For each claim, identify the single primary artifact that proves it. Rate quality:

Quality	Meaning
STRONG	Claim directly observable in a raw artifact (log line, screenshot frame, test output, sha256-verified file)
WEAK	Claim is indirect — derived from self-reporting (evidence.md, summary.md) without raw backing
MISSING	No artifact supports the claim
INVALID	An artifact exists but contradicts the claim, or fails integrity check

Phase 3 — Mandatory Checks

Run all six checks in the "Mandatory Pre-PASS Checks" section above.

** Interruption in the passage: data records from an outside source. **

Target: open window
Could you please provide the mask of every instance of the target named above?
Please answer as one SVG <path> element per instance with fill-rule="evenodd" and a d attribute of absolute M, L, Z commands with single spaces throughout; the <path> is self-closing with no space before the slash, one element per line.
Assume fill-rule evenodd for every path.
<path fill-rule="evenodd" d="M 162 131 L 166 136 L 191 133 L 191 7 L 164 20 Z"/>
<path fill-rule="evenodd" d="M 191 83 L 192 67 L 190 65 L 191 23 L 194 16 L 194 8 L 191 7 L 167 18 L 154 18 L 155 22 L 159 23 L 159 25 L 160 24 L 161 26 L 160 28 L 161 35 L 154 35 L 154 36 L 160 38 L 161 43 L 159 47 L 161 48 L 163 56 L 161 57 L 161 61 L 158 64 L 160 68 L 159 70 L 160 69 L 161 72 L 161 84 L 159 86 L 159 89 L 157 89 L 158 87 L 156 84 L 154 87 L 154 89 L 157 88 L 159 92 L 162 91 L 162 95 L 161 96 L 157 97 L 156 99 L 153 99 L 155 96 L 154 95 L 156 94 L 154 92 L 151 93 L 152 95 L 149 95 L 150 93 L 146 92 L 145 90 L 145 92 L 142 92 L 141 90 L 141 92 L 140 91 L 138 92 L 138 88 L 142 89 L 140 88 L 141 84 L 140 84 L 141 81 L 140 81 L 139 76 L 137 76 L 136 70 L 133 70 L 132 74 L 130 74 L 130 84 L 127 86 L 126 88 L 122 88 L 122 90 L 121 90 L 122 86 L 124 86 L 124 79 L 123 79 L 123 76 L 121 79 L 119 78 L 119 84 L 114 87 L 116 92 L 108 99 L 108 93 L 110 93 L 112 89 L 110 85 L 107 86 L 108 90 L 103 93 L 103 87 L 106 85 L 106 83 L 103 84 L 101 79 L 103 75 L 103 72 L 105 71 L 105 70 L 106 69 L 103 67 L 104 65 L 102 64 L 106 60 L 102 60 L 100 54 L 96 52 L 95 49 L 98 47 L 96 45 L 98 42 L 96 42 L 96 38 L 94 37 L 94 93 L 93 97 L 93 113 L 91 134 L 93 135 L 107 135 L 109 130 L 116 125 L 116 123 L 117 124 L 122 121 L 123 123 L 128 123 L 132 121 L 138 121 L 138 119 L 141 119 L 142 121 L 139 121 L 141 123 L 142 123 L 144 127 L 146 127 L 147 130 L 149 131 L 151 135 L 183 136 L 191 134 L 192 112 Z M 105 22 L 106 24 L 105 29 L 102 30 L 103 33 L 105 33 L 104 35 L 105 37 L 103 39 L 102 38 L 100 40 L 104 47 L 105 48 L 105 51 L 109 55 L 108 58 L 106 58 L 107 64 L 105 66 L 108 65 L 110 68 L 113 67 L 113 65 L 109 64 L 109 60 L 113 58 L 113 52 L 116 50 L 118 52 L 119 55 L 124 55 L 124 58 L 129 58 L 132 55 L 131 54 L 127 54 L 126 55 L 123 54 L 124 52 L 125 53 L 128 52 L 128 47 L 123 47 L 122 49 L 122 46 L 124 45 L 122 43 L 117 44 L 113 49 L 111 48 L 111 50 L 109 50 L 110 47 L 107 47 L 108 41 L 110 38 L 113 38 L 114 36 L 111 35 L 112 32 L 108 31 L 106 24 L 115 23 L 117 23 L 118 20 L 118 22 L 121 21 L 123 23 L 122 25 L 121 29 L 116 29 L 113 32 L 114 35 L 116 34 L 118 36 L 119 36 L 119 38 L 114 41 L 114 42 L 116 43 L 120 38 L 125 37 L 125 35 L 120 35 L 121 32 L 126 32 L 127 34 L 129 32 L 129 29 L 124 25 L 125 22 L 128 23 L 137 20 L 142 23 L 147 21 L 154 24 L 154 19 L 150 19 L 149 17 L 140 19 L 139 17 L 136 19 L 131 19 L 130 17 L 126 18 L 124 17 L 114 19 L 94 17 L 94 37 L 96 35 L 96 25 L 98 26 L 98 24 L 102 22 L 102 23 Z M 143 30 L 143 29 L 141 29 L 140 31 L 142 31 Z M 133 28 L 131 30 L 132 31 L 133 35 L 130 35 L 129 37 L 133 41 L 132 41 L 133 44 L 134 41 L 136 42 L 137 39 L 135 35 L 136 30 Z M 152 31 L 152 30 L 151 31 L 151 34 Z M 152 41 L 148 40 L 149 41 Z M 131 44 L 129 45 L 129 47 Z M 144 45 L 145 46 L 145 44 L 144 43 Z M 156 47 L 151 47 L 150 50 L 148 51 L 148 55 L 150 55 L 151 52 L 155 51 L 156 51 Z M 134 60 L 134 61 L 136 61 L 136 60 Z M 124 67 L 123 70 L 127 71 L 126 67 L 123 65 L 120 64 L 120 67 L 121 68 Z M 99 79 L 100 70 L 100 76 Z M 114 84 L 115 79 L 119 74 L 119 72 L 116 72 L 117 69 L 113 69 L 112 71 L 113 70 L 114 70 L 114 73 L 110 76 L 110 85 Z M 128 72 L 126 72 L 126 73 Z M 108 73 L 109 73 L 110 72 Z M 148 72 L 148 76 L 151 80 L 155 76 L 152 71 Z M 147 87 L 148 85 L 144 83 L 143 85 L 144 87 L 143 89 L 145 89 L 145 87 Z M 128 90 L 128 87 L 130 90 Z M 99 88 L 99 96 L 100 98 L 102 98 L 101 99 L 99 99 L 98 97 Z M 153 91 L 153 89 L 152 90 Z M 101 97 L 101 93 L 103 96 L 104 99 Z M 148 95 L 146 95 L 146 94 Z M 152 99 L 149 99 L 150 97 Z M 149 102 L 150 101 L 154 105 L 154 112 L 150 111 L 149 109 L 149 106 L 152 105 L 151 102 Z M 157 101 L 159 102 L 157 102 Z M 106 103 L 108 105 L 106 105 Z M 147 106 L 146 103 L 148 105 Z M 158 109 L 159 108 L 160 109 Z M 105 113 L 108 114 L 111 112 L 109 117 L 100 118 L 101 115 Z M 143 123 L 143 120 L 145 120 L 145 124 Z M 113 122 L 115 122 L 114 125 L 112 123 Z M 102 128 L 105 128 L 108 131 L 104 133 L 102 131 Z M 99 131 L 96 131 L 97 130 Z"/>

Record the result of each.

Phase 4 — Verdict Table

Produce output in this format:

## Evidence Review Verdict

**Subject**: <what was reviewed>
**Bundle**: <path>
**Overall**: PASS | PARTIAL | FAIL | INCONCLUSIVE
**Confidence**: HIGH | MEDIUM | LOW

### Claim Map
| # | Claim | Artifact | Quality | Notes |
|---|-------|----------|---------|-------|
| 1 | ...   | run.json | STRONG  | Line 42 shows ...|
| 2 | ...   | (none)   | MISSING | No artifact found |

### Mandatory Checks
- [x] sha256sum -c → 38/38 OK
- [x] verification_report.json overall_verdict = PASS
- [x] Scope note matches claimed domain
- [x] Terminal GIF + MP4 + caption present
- [ ] Browser UI GIF: 404 — private repo hosting (→ PARTIAL)
- [x] Gist has clone + test commands

### Violations
1. <specific evidence item that fails>

### Accepted Exceptions
1. <with rationale from verification_report.json>

### Recommendations
1. <non-blocking suggestions for future bundles>

Anti-Patterns to Reject

Self-referencing claims: evidence.md cites itself instead of raw artifacts → WEAK
Circular provenance: the bypass gate reads the reference file it's supposed to match against → INVALID
Evidence committed but not linked: bundle in evidence/ but PR description has no gist/release link → PR fails "clean computer" check
Private repo release as inline image: GitHub won't proxy it → broken GIF → PARTIAL
"Native video attachment" (drag & drop into PR comment): not directly downloadable via URL → PARTIAL
Screenshot instead of GIF for a flow claim: cannot show before/action/after → FAIL
echo "PASS" in terminal video instead of real test runner output: hard block → FAIL
Pre/post git SHA mismatch in terminal video: test was run against a different commit than claimed → FAIL

Historical Lessons (keep the bar high)

2026-04-11 PR #6161: GIFs hosted on private your-project.com release returned 404. Moved to public agent-orchestrator release. → Added mandatory check 5.
Pre-existing: dirty GREEN captures (working tree dirty during the run that produced the artifact) require explicit exception in verification_report.json with rationale.
Pre-existing: WARN verdict in verification_report.json is a ceiling — never promote to PASS without resolving each recorded violation.